Guarding and proclaiming the unchanging truth in a changing world

Devotion Wednesday May 06

6th May 2020

Cranmer’s reuse of the traditional collect appointed for the Third Sunday in Easter took on new meaning in the light of the English Reformation. Like the ancient church, the “light of thy truth” was God’s Word, not the decisions of the medieval church. Seen in the light of Scripture, many medieval practices were considered by the Reformers to be “contrary to [Christian] profession.”

In particular, like Luther, Cranmer singled out the false teachings of purgatory and indulgences. He thought that priests who asked widows to pay them to say prayers to rescue loved ones out of purgatory deserved the rebuke Christ gave to the religious leaders of his day: “Woe be to you, Scribes and Pharisees, hypocrites, for you devour widows’ houses under colour of long prayers; therefore your damnation shall be the greater.” Cranmer wanted Christ’s resurrection power not only to amend the lives of Christians but also to reform his church.  That’s why we say Anglicanism is both catholic and reformed, because the Reformation sought to rid the church of medieval errors by returning to the ancient catholic church’s adherence to Scripture.

Cranmer made the promotion of biblical literacy the foundation of his program for theological renewal in the Church of England. Although the Bible in English had been banned for over one hundred years, Cranmer and his fellow reformers persuaded Henry VIII to make a large copy available for all to read in each parish church. When Cranmer published a set of sermons as required reading every Sunday under Edward VI, the first sermon was naturally on Scripture. Like this week’s collect, Cranmer’s sermon also emphasized the Bible’s fundamental role in salvation: “As many as being desirous to enter into the right and perfect way unto God must apply their minds to know Holy Scripture, without the which they can neither sufficiently know God and his will, neither their office and duty.”  

Without a knowledge of what the Bible teaches, human beings can never understand the world around them nor the struggles within them. Without adherence to what the Bible teaches, the church will inevitably dream up its own ideas for human flourishing, but these practices will always just lead to human desperation instead. Summing up his solution to the theological muddle of the late medieval church, Cranmer urged his fellow countrymen to make use of their hard-won privilege to read the Bible for themselves: “Let us diligently search for the well of life in the books of the New and Old Testament, and not run to the stinking puddles of men’s traditions, devised by man’s imagination for our justification and salvation.”

In short, Cranmer saw the Bible as rich soil of a garden bed. Eternal life springs up from being planted in that soil alone. Sometimes, however, even good soil can get clumped together. To make use of the nutrients locked in those clumps, the good gardener uses spades and hoes to break them up and mix their soil into the rest of the garden bed. Likewise, when readers come across a difficult passage in the Bible, they need to think prayerfully about the relationship of this passage to the rest of Scripture, to consider what logical conclusions, like the Trinity, that can be derived from their study, and how tradition has also prayerfully reasoned upon the passages in question. Nevertheless, while reason and tradition may help to clarify difficulties, these tools can never contradict the biblical witness. All saving truth springs forth from the garden bed of Scripture alone.
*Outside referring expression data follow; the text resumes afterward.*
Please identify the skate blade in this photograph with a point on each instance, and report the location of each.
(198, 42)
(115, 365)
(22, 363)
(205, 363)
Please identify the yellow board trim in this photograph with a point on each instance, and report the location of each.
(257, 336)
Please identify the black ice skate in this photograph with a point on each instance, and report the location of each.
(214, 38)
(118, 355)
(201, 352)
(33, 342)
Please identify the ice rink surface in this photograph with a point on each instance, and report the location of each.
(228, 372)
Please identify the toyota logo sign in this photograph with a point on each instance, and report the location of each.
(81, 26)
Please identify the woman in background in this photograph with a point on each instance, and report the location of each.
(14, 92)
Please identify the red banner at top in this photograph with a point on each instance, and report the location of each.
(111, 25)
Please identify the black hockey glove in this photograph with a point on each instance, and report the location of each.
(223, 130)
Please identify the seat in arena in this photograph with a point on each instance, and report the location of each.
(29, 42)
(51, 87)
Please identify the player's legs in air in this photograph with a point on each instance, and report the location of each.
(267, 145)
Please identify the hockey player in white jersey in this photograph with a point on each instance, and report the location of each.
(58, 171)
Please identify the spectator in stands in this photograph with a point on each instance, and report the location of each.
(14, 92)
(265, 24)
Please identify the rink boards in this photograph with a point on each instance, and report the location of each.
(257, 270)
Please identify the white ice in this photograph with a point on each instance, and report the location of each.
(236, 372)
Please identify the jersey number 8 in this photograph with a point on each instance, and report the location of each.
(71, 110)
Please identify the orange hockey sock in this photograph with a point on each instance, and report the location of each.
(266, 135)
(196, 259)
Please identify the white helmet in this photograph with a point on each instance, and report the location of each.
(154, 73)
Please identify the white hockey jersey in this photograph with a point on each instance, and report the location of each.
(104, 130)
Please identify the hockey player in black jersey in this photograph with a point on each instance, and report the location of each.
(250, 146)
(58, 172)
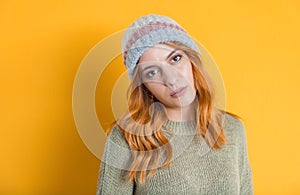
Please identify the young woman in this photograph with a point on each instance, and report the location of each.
(172, 139)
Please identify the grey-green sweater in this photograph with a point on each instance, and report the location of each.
(195, 168)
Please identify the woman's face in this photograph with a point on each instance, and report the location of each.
(167, 73)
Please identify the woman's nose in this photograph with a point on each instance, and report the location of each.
(170, 76)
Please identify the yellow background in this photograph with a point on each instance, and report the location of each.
(42, 43)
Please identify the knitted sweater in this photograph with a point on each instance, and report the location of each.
(195, 168)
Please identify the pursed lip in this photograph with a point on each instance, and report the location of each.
(178, 92)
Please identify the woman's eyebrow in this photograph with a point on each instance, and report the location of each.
(171, 53)
(151, 66)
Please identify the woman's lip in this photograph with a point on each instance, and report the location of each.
(178, 92)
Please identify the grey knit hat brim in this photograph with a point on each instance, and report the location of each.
(141, 37)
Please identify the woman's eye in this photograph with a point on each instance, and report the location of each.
(176, 58)
(151, 73)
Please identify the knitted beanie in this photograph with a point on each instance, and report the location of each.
(148, 31)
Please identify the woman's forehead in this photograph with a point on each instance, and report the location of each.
(156, 52)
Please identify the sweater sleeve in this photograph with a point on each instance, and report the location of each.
(112, 174)
(246, 183)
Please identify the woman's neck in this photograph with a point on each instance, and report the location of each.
(181, 114)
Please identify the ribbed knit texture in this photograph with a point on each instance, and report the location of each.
(195, 169)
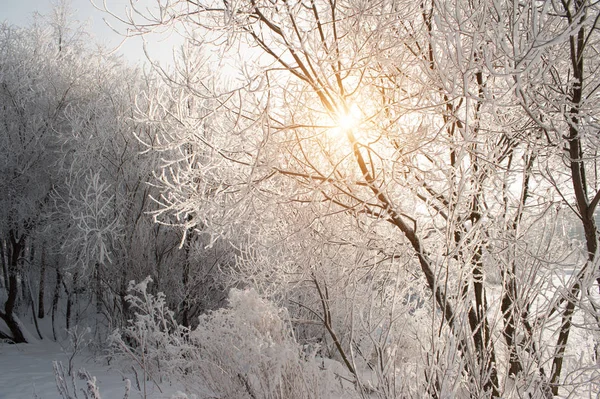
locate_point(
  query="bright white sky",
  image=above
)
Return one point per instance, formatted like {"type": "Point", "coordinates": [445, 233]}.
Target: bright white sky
{"type": "Point", "coordinates": [19, 12]}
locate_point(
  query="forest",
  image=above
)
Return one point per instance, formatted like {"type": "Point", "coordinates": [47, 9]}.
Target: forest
{"type": "Point", "coordinates": [313, 199]}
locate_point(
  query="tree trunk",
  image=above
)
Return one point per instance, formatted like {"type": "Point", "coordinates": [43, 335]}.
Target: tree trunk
{"type": "Point", "coordinates": [55, 298]}
{"type": "Point", "coordinates": [42, 286]}
{"type": "Point", "coordinates": [16, 248]}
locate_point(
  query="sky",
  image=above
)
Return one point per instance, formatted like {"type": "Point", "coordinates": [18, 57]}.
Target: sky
{"type": "Point", "coordinates": [20, 12]}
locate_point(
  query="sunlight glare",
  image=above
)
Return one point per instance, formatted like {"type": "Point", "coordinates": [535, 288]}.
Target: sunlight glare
{"type": "Point", "coordinates": [350, 119]}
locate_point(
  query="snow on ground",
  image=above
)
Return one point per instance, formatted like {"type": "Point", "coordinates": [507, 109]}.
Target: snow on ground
{"type": "Point", "coordinates": [26, 372]}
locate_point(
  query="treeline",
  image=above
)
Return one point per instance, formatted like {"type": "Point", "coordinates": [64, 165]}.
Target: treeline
{"type": "Point", "coordinates": [76, 222]}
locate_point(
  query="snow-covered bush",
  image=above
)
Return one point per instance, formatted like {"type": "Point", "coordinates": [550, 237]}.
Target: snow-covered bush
{"type": "Point", "coordinates": [246, 350]}
{"type": "Point", "coordinates": [153, 340]}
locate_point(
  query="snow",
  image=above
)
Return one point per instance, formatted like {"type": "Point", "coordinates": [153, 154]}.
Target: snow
{"type": "Point", "coordinates": [26, 372]}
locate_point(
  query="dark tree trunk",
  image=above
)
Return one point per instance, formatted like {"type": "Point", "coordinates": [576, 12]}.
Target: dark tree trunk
{"type": "Point", "coordinates": [41, 309]}
{"type": "Point", "coordinates": [55, 298]}
{"type": "Point", "coordinates": [17, 246]}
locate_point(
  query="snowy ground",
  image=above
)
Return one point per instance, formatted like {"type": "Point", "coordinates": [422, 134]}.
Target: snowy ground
{"type": "Point", "coordinates": [26, 372]}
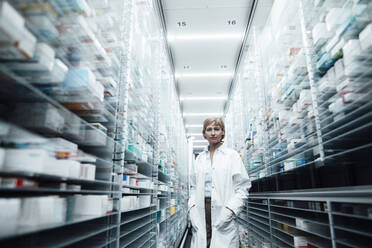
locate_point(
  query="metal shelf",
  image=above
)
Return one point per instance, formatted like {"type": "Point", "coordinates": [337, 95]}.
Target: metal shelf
{"type": "Point", "coordinates": [133, 227]}
{"type": "Point", "coordinates": [9, 191]}
{"type": "Point", "coordinates": [137, 209]}
{"type": "Point", "coordinates": [260, 215]}
{"type": "Point", "coordinates": [136, 217]}
{"type": "Point", "coordinates": [258, 220]}
{"type": "Point", "coordinates": [41, 177]}
{"type": "Point", "coordinates": [60, 242]}
{"type": "Point", "coordinates": [26, 230]}
{"type": "Point", "coordinates": [261, 227]}
{"type": "Point", "coordinates": [293, 225]}
{"type": "Point", "coordinates": [131, 238]}
{"type": "Point", "coordinates": [301, 209]}
{"type": "Point", "coordinates": [260, 209]}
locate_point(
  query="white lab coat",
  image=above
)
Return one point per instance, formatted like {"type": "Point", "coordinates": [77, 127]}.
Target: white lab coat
{"type": "Point", "coordinates": [230, 185]}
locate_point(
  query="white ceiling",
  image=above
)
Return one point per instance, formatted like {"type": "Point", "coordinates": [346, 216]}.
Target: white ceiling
{"type": "Point", "coordinates": [205, 37]}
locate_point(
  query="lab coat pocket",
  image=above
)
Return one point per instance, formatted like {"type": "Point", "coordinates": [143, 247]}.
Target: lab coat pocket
{"type": "Point", "coordinates": [193, 213]}
{"type": "Point", "coordinates": [225, 219]}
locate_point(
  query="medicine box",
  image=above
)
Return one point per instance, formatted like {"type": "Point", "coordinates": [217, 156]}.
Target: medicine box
{"type": "Point", "coordinates": [42, 61]}
{"type": "Point", "coordinates": [39, 116]}
{"type": "Point", "coordinates": [9, 216]}
{"type": "Point", "coordinates": [48, 78]}
{"type": "Point", "coordinates": [22, 49]}
{"type": "Point", "coordinates": [28, 160]}
{"type": "Point", "coordinates": [90, 204]}
{"type": "Point", "coordinates": [365, 38]}
{"type": "Point", "coordinates": [11, 23]}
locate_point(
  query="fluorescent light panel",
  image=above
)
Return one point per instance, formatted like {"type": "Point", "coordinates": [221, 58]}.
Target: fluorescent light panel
{"type": "Point", "coordinates": [171, 37]}
{"type": "Point", "coordinates": [195, 134]}
{"type": "Point", "coordinates": [198, 146]}
{"type": "Point", "coordinates": [193, 125]}
{"type": "Point", "coordinates": [206, 98]}
{"type": "Point", "coordinates": [204, 74]}
{"type": "Point", "coordinates": [202, 114]}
Today, so many different voices are promoting themselves as offering the true secret to a better life-competing voices in society, disagreeing voices in the church, confusing voices in our own hearts! In the midst of this modern muddle, we need to follow the Reformers back to the ancient church and return to Scripture. We need to build our lives on its promises and shape our church practices according to its wisdom.

Therefore, let us ask God’s help us to work for an Anglican Communion today that remains truly catholic and reformed by praying Cranmer’s collect.

Prayer: 

1552 Readings and Collect for the Third Sunday after Easter. Epistle: 1 Peter 2:11-17; Gospel: John 16:16-22: Almighty God, which showest to all men that be in error the light of thy truth, to the intent that they may return into the way of righteousness; Grant unto all them that be admitted into the fellowship of Christ’s religion, that they may eschew those things that be contrary to their profession, and follow all such things as be agreeable to the same; through our Lorde Jesus Christ. Amen.